Because the Heart of Gold spaceship is powered by the “Infinite Improbability Drive,” it naturally represents the strange and “improbable” things that happen in life and, of course, the novel itself. As Trillian and Zaphod fly through space in this aircraft, they try to calculate the measures of improbability that fuel the ship, but they find themselves unable to do so because they eventually arrive at an “irrational number that only has a conventional meaning in Improbability Physics.” In this way, the notion of improbability in the novel remains abstract and unfathomable. In turn, readers’ inability to fully grasp the logic underlying this central plot point forces them to proceed through the story with a certain suspension of disbelief. In this way, the Heart of Gold comes to represent not only improbability, but also the idea of accepting uncertainty.
The Heart of Gold Quotes in The Hitchhiker’s Guide to the Galaxy
The principle of generating small amounts of finite improbability by simply hooking the logic circuits of a Bambleweeny 57 Sub-Meson Brain to an atomic vector plotter suspended in a strong Brownian Motion producer (say a nice hot cup of tea) were of course well understood […]. [One] thing [scientists] couldn’t stand was the perpetual failure they encountered in trying to construct a machine which could generate the infinite improbability field needed to flip a spaceship across the mind-paralyzing distances between the farthest stars, and in the end they grumpily announced that such a machine was virtually impossible.

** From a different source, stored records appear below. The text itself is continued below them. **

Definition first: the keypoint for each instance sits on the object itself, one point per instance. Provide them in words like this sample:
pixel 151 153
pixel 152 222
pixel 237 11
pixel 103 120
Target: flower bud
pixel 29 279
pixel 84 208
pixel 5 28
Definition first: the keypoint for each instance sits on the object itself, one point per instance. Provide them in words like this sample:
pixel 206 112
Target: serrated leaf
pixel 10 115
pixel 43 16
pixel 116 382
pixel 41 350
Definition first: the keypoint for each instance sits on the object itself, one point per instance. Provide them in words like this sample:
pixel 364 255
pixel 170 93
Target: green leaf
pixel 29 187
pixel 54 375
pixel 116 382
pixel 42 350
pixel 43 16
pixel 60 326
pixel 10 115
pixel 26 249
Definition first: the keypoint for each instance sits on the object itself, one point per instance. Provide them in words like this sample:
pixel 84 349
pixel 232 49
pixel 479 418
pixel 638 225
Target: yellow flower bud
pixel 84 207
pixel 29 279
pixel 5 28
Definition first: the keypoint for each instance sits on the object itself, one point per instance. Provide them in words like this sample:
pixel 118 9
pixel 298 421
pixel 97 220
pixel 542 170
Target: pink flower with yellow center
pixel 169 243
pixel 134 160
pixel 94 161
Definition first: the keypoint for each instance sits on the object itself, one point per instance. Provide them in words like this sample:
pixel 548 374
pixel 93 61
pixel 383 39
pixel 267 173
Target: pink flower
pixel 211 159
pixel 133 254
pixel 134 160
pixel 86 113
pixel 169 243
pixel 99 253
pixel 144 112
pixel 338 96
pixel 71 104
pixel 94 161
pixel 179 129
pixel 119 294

Then, one day, a student […] found himself reasoning this way:
If, he thought to himself, such a machine is a virtual impossibility, then it must logically be a finite improbability. So all I have to do in order to make one is to work out exactly how improbable it is, feed that figure into the finite improbability generator, give it a fresh cup of really hot tea…and turn it on!

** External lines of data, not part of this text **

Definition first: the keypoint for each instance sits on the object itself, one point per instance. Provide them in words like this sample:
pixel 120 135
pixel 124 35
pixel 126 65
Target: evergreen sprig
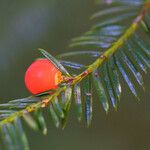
pixel 121 50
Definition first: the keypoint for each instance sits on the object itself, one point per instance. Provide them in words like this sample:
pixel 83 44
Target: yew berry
pixel 41 76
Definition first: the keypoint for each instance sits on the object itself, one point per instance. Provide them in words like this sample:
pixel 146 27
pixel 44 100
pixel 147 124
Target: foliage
pixel 119 53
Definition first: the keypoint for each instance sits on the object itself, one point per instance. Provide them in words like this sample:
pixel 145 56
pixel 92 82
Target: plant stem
pixel 73 80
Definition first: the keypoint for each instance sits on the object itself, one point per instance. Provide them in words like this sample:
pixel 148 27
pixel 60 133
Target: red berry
pixel 41 76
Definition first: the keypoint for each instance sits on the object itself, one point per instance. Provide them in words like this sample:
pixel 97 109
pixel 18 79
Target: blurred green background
pixel 50 24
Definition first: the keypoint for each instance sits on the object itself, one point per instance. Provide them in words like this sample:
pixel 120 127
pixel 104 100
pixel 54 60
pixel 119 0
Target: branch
pixel 70 81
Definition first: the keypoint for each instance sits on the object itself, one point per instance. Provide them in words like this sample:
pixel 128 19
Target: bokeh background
pixel 50 24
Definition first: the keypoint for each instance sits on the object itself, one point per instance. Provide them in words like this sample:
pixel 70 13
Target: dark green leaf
pixel 78 102
pixel 88 99
pixel 100 91
pixel 54 116
pixel 30 121
pixel 125 76
pixel 55 62
pixel 40 121
pixel 133 68
pixel 114 78
pixel 21 135
pixel 57 107
pixel 109 86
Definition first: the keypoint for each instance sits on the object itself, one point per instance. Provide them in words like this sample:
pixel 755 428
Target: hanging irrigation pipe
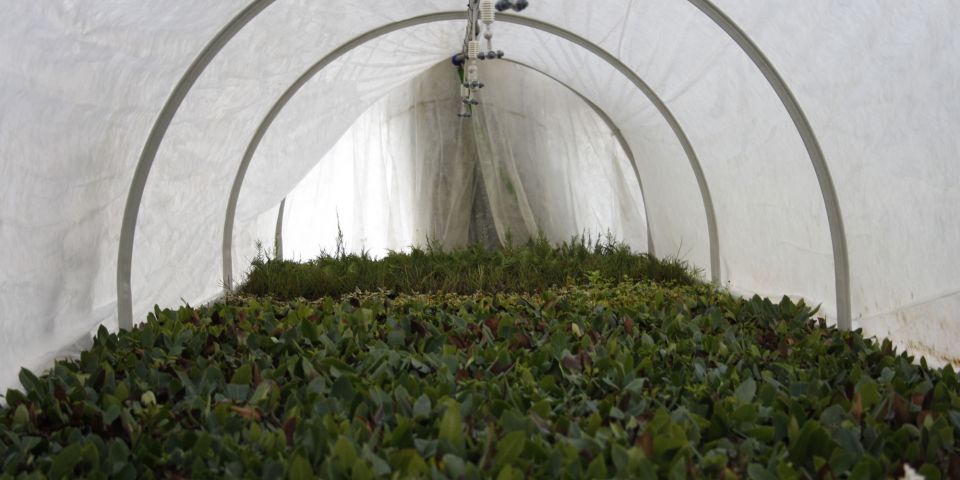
pixel 472 53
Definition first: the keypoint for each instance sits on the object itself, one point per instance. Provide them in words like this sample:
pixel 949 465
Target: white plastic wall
pixel 83 82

“Can we work out,” said Zaphod, “from their point of view what the Improbability of their rescue was?”
“Yes, that’s a constant,” said Trillian, “two to the power of two hundred and seventy-six thousand, seven hundred and nine to one against.”
“That’s high. They’re two lucky lucky guys.”
“Yes.”
“But relative to what we were doing when the ship picked them up…”

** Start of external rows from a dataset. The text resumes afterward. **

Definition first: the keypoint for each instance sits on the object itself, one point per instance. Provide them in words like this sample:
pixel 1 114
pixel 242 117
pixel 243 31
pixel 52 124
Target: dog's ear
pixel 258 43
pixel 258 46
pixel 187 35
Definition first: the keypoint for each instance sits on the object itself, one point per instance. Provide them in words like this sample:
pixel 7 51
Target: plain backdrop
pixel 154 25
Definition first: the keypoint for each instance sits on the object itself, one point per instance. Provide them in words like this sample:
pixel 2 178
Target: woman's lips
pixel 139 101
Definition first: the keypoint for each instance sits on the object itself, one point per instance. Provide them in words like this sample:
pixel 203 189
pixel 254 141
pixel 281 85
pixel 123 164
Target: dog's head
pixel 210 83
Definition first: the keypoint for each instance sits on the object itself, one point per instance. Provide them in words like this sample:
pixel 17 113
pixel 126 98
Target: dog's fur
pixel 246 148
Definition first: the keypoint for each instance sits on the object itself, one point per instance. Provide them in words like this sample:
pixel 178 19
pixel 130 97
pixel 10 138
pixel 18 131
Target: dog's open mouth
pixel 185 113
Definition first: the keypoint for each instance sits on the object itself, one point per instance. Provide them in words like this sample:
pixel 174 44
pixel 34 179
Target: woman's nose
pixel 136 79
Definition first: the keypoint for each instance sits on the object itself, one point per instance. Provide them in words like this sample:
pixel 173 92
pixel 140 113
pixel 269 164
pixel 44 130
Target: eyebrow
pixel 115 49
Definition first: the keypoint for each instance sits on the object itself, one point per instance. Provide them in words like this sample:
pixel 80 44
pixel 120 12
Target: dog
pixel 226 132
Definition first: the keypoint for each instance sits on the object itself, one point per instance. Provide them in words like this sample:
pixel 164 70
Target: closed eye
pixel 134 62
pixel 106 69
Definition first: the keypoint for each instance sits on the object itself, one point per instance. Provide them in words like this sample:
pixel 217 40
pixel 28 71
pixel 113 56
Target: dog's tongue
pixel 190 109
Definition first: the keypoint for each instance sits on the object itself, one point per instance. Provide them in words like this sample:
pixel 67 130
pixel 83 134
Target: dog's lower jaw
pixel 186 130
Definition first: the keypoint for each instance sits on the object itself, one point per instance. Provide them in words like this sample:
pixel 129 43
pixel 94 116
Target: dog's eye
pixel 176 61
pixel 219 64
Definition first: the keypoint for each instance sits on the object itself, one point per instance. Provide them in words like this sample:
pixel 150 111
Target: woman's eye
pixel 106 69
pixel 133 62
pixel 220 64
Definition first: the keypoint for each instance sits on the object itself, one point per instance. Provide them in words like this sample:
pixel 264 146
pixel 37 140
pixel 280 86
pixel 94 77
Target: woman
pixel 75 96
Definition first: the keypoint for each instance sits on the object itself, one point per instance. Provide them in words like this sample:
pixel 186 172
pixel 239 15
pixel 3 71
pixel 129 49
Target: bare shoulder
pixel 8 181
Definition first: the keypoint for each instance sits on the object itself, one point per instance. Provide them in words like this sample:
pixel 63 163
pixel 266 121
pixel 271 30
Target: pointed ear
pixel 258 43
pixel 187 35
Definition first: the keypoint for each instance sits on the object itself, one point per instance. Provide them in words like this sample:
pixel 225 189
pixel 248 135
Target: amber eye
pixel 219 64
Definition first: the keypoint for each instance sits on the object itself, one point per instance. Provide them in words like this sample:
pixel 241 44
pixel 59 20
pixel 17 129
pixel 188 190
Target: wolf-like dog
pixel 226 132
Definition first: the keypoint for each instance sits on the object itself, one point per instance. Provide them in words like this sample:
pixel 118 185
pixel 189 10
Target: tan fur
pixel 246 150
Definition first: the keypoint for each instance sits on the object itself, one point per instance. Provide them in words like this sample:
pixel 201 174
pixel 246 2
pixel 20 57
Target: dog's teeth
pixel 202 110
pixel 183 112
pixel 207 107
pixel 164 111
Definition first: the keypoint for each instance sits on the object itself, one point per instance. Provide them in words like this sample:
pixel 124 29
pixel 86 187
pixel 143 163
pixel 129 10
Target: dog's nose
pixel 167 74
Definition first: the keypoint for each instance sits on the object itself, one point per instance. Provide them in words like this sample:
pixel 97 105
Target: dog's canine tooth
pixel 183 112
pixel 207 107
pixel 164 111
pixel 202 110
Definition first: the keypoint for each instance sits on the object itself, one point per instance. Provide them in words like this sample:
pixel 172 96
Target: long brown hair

Trillian punched up the figures. They showed two-to-the-power-of-Infinity-minus-one to one against (an irrational number that only has a conventional meaning in Improbability Physics).
The Heart of Gold fled on silently through the night of space, now on conventional photon drive. Its crew of four were ill at ease knowing that they had been brought together not of their own volition or by simple coincidence, but by some curious perversion of physics—as if relationships between people were susceptible to the same laws that governed the relationships between atoms and molecules.
As the ship’s artificial night closed in they were each grateful to retire to separate cabins and try to rationalize their thoughts.
This is a complete record of [the sperm whale’s] thought from the moment it began its life till the moment it ended it.
Ah…! What’s happening? it thought.
Er, excuse me, who am I?
Hello?
Why am I here? What’s my purpose in life?
What do I mean by who am I?
Calm down, get a grip now…oh! this is an interesting sensation, what is it? It’s a sort of…yawning, tingling sensation in my…my…well, I suppose I’d better start finding names for things if I want to make any headway in what for the sake of what I shall call an argument I shall call the world, so let’s call it my stomach.
[…] What’s this thing? This…let’s call it a tail—yeah, tail. Hey! I can really thrash it about pretty good, can’t I? Wow! Wow! That feels great! Doesn’t seem to achieve very much but I’ll probably find out what it’s for later on. Now, have I built up any coherent picture of things yet?